Delay-Based Throttling
async function throttleMiddleware(req, res, next) {
const userId = req.auth.userId;
const usage = await getUsageRate(userId);
// If usage is high, add delay
if (usage > 80) { // 80% of limit
const delay = Math.min((usage - 80) * 100, 5000); // Max 5 second delay
await new Promise(resolve => setTimeout(resolve, delay));
}
next();
}
Response Throttling
async function throttleResponse(req, res, next) {
const userId = req.auth.userId;
const usage = await getUsageRate(userId);
if (usage > 90) {
// Return partial data
req.throttled = true;
req.maxResults = 10; // Limit results
}
next();
}
app.get('/v1/pets', throttleResponse, async (req, res) => {
const limit = req.throttled ? req.maxResults : 100;
const pets = await db.pets.findMany({ limit });
if (req.throttled) {
res.setHeader('X-Throttled', 'true');
}
res.json({ data: pets });
});
Abuse Detection
Detect and block abusive patterns.
Pattern Detection
async function detectAbuse(userId) {
const patterns = await analyzeRequestPatterns(userId);
// Detect scraping
if (patterns.sequentialIds > 100) {
return { abuse: true, reason: 'Sequential ID scraping detected' };
}
// Detect brute force
if (patterns.failedLogins > 10) {
return { abuse: true, reason: 'Brute force attack detected' };
}
// Detect bot behavior
if (patterns.requestsPerSecond > 50) {
return { abuse: true, reason: 'Bot-like behavior detected' };
}
return { abuse: false };
}
async function abuseDetectionMiddleware(req, res, next) {
const abuse = await detectAbuse(req.auth.userId);
if (abuse.abuse) {
await blockUser(req.auth.userId, abuse.reason);
return res.status(403).json({
error: 'Account suspended',
reason: abuse.reason,
contact: 'support@petstoreapi.com'
});
}
next();
}
Communicating Limits
Standard Headers
res.setHeader('X-RateLimit-Limit', '100');
res.setHeader('X-RateLimit-Remaining', '95');
res.setHeader('X-RateLimit-Reset', '1678886400');
res.setHeader('Retry-After', '60'); // Seconds until retry
Error Responses
{
"error": "Rate limit exceeded",
"message": "You have exceeded the rate limit of 100 requests per hour",
"limit": 100,
"remaining": 0,
"resetAt": "2026-03-13T11:00:00Z",
"retryAfter": 3600,
"documentation": "https://docs.petstoreapi.com/rate-limits"
}
Documentation
Document your limits clearly:
## Rate Limits
### Free Tier
- 100 requests per hour
- 10,000 requests per month
### Pro Tier
- 1,000 requests per hour
- 100,000 requests per month
### Enterprise Tier
- 10,000 requests per hour
- Unlimited monthly requests
### Headers
- `X-RateLimit-Limit`: Maximum requests per window
- `X-RateLimit-Remaining`: Requests remaining
- `X-RateLimit-Reset`: Unix timestamp when limit resets
### Handling Rate Limits
When you exceed the limit, you'll receive a 429 status code.
Wait for the time specified in `Retry-After` header before retrying.
Best Practices
1. Be Generous
Set limits high enough for legitimate use.

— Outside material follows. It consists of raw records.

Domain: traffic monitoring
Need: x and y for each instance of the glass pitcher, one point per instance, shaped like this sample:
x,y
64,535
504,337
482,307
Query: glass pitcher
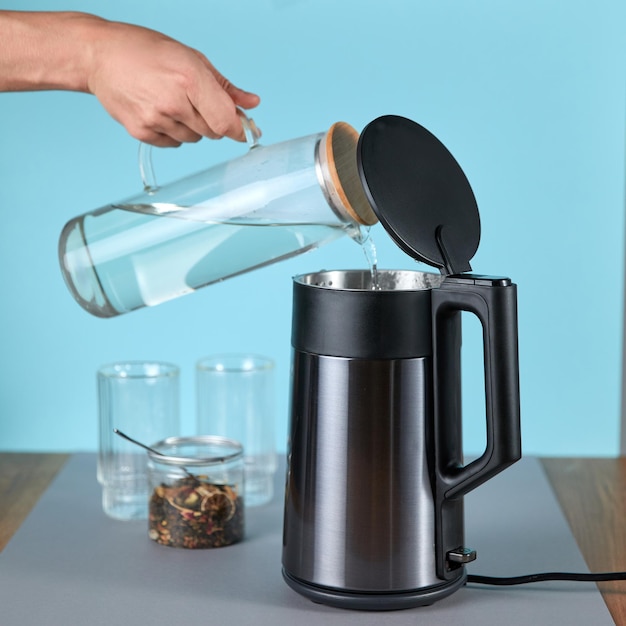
x,y
270,204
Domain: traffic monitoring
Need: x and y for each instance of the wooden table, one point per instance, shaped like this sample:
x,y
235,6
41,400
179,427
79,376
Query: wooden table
x,y
591,492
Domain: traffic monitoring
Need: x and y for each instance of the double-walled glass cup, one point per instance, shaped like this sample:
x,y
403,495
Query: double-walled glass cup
x,y
197,492
235,397
141,399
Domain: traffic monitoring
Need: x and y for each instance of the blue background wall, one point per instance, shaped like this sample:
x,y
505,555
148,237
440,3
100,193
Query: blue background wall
x,y
529,97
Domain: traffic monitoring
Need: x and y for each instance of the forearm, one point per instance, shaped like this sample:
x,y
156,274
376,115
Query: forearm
x,y
41,50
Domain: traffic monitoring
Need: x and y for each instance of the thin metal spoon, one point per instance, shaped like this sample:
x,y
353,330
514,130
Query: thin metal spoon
x,y
145,447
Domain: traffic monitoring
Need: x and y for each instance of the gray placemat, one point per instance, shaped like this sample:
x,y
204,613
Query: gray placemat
x,y
70,564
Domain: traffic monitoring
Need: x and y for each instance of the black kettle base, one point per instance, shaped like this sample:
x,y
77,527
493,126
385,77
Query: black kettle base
x,y
372,601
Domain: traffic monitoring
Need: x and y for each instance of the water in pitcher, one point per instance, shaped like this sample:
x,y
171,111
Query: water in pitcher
x,y
110,272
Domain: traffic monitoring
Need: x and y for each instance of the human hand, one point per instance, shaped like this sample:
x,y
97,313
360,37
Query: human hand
x,y
163,92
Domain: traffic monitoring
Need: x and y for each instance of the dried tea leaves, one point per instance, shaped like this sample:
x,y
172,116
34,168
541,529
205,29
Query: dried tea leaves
x,y
192,513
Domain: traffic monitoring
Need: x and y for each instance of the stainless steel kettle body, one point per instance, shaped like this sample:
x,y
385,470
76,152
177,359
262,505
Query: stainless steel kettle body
x,y
375,484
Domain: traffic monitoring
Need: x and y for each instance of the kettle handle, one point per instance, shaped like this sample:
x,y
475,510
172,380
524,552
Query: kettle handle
x,y
494,301
146,169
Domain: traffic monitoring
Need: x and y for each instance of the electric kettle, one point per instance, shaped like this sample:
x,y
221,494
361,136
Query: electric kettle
x,y
376,474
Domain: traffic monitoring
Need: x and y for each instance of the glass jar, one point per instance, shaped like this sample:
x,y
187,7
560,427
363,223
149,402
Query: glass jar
x,y
197,492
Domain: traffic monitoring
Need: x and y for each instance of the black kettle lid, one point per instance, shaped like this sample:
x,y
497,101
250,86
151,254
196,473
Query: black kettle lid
x,y
419,193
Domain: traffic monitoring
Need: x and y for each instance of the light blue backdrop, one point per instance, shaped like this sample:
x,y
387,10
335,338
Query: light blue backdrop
x,y
530,98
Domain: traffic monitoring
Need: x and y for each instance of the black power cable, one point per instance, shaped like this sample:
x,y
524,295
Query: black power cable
x,y
535,578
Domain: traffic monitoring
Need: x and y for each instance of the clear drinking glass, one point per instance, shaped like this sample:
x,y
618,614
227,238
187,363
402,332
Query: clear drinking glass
x,y
236,399
197,492
142,400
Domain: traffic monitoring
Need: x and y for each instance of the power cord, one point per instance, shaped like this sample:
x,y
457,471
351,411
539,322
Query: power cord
x,y
535,578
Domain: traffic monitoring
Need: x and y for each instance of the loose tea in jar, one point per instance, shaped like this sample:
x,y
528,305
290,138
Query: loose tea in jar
x,y
196,492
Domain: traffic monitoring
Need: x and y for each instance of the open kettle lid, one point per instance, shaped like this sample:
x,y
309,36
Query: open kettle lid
x,y
419,193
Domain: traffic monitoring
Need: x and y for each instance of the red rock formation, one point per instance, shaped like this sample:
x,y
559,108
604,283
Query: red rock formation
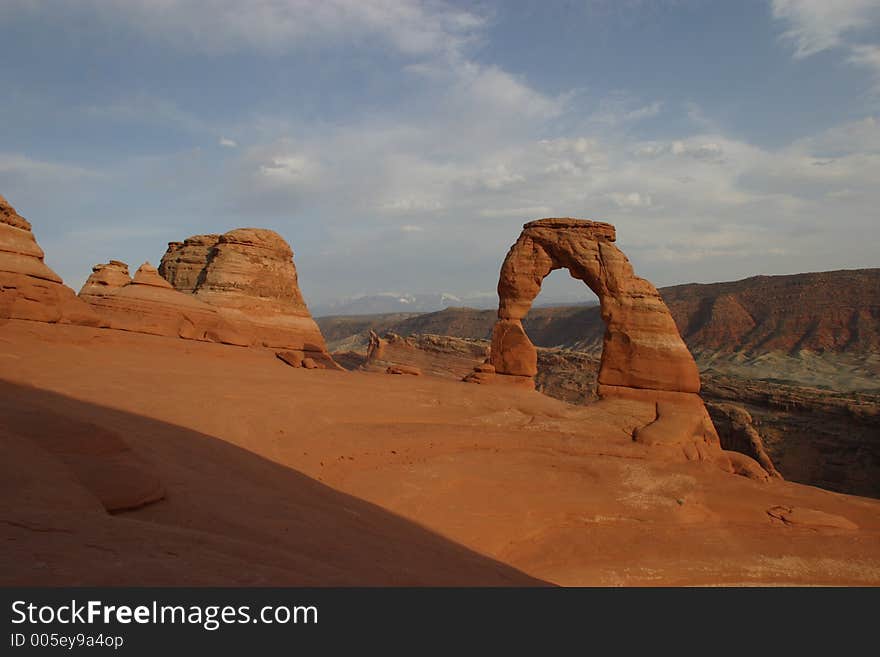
x,y
642,347
148,304
106,279
184,262
249,275
28,288
643,356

Don't frustrate real users.
2. Provide Clear Feedback
Always include rate limit headers. Tell users when they can retry.
3. Tier Your Limits
Offer higher limits for paid tiers. This monetizes heavy usage.
4. Monitor and Adjust
Track limit violations. Adjust limits based on actual usage patterns.
5. Whitelist Internal Services
Don't rate limit your own services:
function shouldRateLimit(req) {
// Skip rate limiting for internal services
if (req.headers['x-internal-service'] === process.env.INTERNAL_SECRET) {
return false;
}
return true;
}
6. Use Multiple Layers
Combine rate limiting, quotas, and abuse detection for comprehensive protection.
Summary
Rate limiting protects your API from abuse while allowing legitimate usage. Implement multiple strategies:
- Rate limiting: Prevent short-term abuse
- Quotas: Control long-term usage
- Throttling: Gracefully degrade service
- Abuse detection: Block malicious patterns
Choose algorithms based on your needs: - Fixed window: Simple, good enough for most cases - Sliding window: More accurate, prevents bursts - Token bucket: Handles bursts gracefully - Leaky bucket: Smooths traffic
Always communicate limits clearly through headers, error messages, and documentation.